Reproducibility Index

Notice: The reproducibility variables underlying each score are classified using an automated LLM-based pipeline, validated against a manually labeled dataset. LLM-based classification introduces uncertainty and potential bias; scores should be interpreted as estimates. Full accuracy metrics and methodology are described in Coakley et alK. L. Coakley, T. Snelleman, H. Hoos, and O. E. Gundersen, "The embrace of open science: An analysis of a decade of AI research and 56 800 conference papers," Under Review, 2026..
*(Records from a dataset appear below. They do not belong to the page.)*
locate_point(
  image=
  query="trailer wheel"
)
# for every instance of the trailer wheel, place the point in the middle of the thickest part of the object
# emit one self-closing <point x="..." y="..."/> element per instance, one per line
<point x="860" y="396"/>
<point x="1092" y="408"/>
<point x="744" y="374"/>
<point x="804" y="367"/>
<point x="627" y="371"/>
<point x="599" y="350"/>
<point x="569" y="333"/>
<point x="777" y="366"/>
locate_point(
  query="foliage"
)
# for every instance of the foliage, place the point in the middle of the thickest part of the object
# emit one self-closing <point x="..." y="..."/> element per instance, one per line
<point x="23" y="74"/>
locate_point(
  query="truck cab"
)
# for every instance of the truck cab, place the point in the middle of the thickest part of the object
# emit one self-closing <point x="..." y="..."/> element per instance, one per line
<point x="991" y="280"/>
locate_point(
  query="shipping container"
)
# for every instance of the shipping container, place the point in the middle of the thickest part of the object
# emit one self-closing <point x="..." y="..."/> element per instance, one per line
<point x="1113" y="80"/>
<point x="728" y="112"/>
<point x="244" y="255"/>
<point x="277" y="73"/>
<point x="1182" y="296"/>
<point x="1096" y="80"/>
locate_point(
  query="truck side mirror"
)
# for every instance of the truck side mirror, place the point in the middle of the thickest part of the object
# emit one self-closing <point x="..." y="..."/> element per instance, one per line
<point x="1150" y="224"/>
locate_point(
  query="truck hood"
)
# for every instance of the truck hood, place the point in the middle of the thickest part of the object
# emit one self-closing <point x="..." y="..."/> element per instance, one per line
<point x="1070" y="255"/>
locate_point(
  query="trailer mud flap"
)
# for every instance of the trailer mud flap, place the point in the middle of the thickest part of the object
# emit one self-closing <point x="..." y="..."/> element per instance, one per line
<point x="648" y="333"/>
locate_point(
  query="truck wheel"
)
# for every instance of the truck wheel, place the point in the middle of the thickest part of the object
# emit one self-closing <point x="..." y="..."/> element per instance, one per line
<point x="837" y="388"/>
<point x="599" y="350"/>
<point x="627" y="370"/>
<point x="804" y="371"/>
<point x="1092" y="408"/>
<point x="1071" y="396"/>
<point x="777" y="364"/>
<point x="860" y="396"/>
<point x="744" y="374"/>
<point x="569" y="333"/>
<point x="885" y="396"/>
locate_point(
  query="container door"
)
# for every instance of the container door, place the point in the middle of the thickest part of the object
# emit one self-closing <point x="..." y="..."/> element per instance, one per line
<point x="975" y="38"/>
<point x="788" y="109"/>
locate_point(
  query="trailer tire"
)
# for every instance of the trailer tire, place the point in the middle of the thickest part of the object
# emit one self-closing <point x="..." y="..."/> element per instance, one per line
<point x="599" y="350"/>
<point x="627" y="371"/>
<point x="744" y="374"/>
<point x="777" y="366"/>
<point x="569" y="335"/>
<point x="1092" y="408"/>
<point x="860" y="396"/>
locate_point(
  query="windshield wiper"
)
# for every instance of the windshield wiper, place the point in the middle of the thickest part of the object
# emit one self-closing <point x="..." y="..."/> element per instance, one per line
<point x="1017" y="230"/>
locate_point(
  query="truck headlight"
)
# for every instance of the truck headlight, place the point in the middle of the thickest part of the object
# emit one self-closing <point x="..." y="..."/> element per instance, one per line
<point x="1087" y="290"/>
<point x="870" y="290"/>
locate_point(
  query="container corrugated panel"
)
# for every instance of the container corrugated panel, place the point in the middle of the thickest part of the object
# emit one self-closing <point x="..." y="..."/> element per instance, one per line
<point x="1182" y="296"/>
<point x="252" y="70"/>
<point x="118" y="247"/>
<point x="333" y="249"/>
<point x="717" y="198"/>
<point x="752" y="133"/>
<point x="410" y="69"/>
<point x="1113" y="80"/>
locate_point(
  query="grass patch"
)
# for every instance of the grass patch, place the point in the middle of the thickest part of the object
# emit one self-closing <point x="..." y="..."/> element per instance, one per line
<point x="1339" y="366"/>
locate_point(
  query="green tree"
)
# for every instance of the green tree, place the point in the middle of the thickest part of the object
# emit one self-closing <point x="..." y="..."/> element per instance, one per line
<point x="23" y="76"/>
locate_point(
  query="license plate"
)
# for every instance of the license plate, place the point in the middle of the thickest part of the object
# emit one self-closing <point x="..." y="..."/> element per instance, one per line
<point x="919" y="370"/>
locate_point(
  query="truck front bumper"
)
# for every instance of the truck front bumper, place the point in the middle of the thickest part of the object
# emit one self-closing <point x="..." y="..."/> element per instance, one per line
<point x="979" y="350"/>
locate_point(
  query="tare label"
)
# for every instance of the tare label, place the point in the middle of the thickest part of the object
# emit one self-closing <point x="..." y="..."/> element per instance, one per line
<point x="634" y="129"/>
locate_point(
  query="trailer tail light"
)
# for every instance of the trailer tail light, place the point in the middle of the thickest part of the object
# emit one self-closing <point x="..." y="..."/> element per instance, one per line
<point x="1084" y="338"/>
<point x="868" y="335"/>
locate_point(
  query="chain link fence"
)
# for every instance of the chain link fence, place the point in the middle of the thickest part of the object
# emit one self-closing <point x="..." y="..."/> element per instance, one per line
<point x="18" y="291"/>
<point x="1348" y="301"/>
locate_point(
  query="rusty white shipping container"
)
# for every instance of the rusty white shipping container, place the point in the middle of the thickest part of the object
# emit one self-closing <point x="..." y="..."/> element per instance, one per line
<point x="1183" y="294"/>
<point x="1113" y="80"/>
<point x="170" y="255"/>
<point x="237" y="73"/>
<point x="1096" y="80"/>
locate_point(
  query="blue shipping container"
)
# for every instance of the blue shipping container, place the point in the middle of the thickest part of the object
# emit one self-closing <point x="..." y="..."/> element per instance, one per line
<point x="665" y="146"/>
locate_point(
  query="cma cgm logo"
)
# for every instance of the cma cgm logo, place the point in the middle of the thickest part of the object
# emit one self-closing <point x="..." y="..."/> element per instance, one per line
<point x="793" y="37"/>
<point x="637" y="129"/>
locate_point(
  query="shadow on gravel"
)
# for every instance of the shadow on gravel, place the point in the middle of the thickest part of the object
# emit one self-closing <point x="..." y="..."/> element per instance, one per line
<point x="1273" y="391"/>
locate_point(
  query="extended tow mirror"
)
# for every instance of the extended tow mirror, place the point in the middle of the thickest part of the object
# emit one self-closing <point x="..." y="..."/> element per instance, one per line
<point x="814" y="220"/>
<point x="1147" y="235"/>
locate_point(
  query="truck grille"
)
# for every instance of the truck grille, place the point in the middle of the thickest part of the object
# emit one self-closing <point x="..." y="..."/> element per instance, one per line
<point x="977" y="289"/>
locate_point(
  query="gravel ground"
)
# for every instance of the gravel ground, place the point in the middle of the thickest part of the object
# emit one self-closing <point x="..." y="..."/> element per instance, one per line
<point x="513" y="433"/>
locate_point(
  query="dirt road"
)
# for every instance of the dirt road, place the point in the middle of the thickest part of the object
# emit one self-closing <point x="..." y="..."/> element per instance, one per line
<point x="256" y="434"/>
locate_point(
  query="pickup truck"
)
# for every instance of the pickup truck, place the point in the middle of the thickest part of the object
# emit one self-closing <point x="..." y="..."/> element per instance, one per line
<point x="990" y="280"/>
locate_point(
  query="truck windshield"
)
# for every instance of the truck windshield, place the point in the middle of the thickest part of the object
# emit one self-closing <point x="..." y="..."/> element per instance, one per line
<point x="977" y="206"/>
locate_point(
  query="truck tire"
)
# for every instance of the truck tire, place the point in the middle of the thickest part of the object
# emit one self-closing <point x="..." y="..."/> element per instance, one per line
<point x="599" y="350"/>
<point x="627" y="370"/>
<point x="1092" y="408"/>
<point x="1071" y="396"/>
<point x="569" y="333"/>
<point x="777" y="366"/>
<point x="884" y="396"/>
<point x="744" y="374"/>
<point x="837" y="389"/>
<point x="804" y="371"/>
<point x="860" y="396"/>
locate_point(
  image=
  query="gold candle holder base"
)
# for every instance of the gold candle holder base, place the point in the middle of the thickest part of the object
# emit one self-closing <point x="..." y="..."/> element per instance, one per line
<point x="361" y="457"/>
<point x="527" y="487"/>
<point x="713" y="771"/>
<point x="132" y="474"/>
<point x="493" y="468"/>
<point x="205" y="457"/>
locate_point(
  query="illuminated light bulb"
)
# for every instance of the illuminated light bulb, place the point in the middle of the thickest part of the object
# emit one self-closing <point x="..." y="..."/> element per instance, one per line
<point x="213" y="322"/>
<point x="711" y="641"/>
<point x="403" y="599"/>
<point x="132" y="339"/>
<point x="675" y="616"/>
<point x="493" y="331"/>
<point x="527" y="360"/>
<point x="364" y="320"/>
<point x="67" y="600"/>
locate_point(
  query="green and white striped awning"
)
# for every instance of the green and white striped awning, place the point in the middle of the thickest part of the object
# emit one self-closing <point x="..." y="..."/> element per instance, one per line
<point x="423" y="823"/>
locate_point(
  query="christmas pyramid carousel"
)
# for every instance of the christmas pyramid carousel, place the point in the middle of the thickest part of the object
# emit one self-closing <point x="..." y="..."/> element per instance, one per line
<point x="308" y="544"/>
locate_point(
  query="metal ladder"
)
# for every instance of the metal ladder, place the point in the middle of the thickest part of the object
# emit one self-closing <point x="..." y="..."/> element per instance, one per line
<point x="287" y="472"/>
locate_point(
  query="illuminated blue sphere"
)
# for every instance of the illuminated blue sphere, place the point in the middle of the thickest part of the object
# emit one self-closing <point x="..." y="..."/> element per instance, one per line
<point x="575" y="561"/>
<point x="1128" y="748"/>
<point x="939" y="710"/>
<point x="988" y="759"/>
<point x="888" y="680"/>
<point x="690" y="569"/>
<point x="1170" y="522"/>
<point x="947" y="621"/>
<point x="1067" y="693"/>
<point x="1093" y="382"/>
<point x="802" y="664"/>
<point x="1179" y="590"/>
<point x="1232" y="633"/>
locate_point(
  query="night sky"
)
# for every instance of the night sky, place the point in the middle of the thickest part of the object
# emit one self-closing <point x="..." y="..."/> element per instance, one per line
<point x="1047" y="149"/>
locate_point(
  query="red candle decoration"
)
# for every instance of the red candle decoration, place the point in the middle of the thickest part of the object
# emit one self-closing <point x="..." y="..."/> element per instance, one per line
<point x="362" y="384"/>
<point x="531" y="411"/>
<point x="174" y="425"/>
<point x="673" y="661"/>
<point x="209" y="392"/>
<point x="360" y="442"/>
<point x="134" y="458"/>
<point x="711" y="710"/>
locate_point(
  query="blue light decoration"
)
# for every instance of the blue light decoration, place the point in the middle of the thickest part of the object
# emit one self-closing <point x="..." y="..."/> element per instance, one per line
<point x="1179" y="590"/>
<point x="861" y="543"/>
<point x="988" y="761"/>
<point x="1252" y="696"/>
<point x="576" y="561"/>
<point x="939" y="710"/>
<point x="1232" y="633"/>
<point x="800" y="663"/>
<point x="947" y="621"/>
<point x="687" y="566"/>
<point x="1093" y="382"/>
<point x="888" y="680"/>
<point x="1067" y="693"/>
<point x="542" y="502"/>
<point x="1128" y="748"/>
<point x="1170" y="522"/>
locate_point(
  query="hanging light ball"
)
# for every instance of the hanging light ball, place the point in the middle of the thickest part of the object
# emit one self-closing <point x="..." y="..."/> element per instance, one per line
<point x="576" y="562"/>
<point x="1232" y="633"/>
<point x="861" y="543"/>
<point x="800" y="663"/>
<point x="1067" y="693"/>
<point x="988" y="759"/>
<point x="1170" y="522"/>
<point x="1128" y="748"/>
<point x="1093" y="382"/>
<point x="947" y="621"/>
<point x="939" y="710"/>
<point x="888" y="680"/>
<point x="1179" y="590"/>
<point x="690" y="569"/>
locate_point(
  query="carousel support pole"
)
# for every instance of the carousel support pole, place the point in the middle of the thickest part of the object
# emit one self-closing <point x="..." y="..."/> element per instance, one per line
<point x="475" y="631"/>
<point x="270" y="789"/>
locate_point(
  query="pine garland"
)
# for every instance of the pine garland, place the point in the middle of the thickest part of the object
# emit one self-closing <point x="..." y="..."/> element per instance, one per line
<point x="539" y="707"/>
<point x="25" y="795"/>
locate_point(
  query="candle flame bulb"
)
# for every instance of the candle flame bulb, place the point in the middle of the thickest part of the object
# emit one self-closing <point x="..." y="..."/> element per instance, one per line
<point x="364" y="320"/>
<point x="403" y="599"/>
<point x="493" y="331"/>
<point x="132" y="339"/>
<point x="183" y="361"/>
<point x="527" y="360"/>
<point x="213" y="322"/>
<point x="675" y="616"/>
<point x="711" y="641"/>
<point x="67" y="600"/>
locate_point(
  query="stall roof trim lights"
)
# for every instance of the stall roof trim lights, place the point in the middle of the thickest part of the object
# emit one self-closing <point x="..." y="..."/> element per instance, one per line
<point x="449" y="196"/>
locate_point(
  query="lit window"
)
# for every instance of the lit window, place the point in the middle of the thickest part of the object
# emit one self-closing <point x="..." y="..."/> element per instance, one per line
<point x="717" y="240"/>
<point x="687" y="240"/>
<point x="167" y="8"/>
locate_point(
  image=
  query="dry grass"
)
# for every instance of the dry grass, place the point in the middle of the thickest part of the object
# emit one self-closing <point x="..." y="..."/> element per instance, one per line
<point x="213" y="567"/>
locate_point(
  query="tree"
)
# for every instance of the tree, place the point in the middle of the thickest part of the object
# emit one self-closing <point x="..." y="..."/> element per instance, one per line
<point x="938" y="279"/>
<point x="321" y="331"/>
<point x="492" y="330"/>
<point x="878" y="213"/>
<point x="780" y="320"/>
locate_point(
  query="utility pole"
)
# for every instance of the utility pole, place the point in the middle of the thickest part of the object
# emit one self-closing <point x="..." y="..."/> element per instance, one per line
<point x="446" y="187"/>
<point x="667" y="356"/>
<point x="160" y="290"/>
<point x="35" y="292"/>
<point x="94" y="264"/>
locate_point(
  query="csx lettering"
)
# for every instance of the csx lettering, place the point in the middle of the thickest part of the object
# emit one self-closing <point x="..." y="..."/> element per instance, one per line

Fair Representation Learning with Controllable High Confidence Guarantees via Adversarial Inference

Authors: Yuhong Luo, Austin Hoag, Xintong Wang, Philip S. Thomas, Przemyslaw Grabowicz

NeurIPS 2025 | Venue PDF | LLM Run Details

Reproducibility Variable	Result	LLM Response
Research Type	Experimental	We empirically evaluate FRG on three real-world datasets, comparing its performance to six state-of-the-art fair representation learning methods. Our results demonstrate that FRG consistently bounds unfairness across a range of downstream models and tasks. [...] 6 Experiments Here, we evaluate the performance and fairness of FRG, focusing on the following research questions.
Researcher Affiliation	Collaboration	Yuhong Luo Rutgers University New Brunswick, NJ, USA EMAIL Austin Hoag Sony AI New York, NY, USA EMAIL Xintong Wang Rutgers University New Brunswick, NJ, USA EMAIL Philip S. Thomas University of Massachusetts Amherst, MA, USA EMAIL Przemyslaw A. Grabowicz 1,2 1University College Dublin, Ireland 2University of Massachusetts, Amherst, MA, USA EMAIL
Pseudocode	No	The paper only describes the methodology in narrative text and block diagrams (Figure 1) without structured pseudocode or algorithm blocks.
Open Source Code	Yes	The source code for FRG is available at: https://github.com/James Luoyh/FRG.
Open Datasets	Yes	We use three real-world datasets each with at least two downstream tasks, including the adversarial tasks that predict the sensitive attributes: UCI Adult [6] and Income (California only, commonly known as Retiring Adult) [17] both with 2 downstream tasks, and Heritage Health [34] with 3 downstream tasks.
Dataset Splits	Yes	For each dataset, we split the data into training (Dtrain), validation (Dval), and test (Dtest) sets according to ratio 0.6:0.2:0.2. For FRG, we sample 10% of the training set to be Df for fairness test and let candidate selection use the remaining 90% as Dc.
Hardware Specification	Yes	The GPU used is one NVIDIA A16, and we use 128 CPUs with the model AMD EPYC 9354 32-Core Processor.
Software Dependencies	No	The paper mentions the use of 'Adam optimizer' but does not provide specific version numbers for any programming languages, libraries, or other software dependencies.
Experiment Setup	Yes	In our hyperparameter tuning process, we adjust various parameters, including the step sizes (for the primary objective, the Lagrange multipliers, and the adversarial predictor), the initial Lagrange multipliers, the weight of the regularizers, the number of epochs, etc. [...] We set the minimum allowed step size for the primary objective to 10 6 and the minimum number of epochs to 100. [...] We use cross-entropy loss for all downstream models and Adam optimizer for all optimizations. The detailed choices of hyperparameters for each of the datasets, the unfairness thresholds ε s, and the baselines are provided with config files in the source code.